The June quarter and 2018-19 inflation outcomes will be out this week and with the Reserve Bank already making very clear that further rate cuts are on the cards, the data will be somewhat anti-climatic.
Economists say with a 10% rise in petrol prices in the quarter headline inflation will be around 0.5% quarter on quarter and 1.5% year on year.
That compares to an annual rate of 1.3% in the March quarter and 1.8% for the year to December 2018. (the quarter on quarter rate in the three months to March was zero).
A 1.5% annual rate is what Federal Treasury forecast in the 2018-19 budget in May 2018 and it would be a touch softer than the 1.7% forecast by the Reserve Bank in its May Statement on Monetary Policy.
Underlying inflation is likely to remain unchanged at a subdued at 0.4% quarter on quarter and annual 1.4% reflecting weak consumer demand, ongoing spare capacity, and intense competition.
In any case, the report will not have an impact on RBA thinking except to confirm that inflation remains too low.
In other data expect a further fall in dwelling approvals (Tuesday), continuing modest credit growth in June and 2018-19 (Wednesday), a 0.1% rise in July CoreLogic house prices (Thursday) and a 0.3% rise in June retail sales (Friday) with June quarter real retail sales up 0.3%, according to estimates from the AMP’s Chief Economist, Dr Shane Oliver.
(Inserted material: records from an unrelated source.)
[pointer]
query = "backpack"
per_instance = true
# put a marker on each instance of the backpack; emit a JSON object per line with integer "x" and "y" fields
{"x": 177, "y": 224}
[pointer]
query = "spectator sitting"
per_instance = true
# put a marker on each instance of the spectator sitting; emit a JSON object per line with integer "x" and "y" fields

June half earnings reports will start to flow but with only a couple of major companies led by Rio Tinto on Thursday afternoon which reveal a strong result thanks to high iron ore prices.
One thing to look for from the Rio result will be the lost revenue (and profits) from the continuing production problems Rio is experiencing in the Pilbara with disruptions to iron ore exports in January, March, the impact of Cyclone Veronica and the current mining and quality problems at its Brockman mining hub.
The monthly survey of manufacturing for July will be out on Thursday and is likely to show another contraction.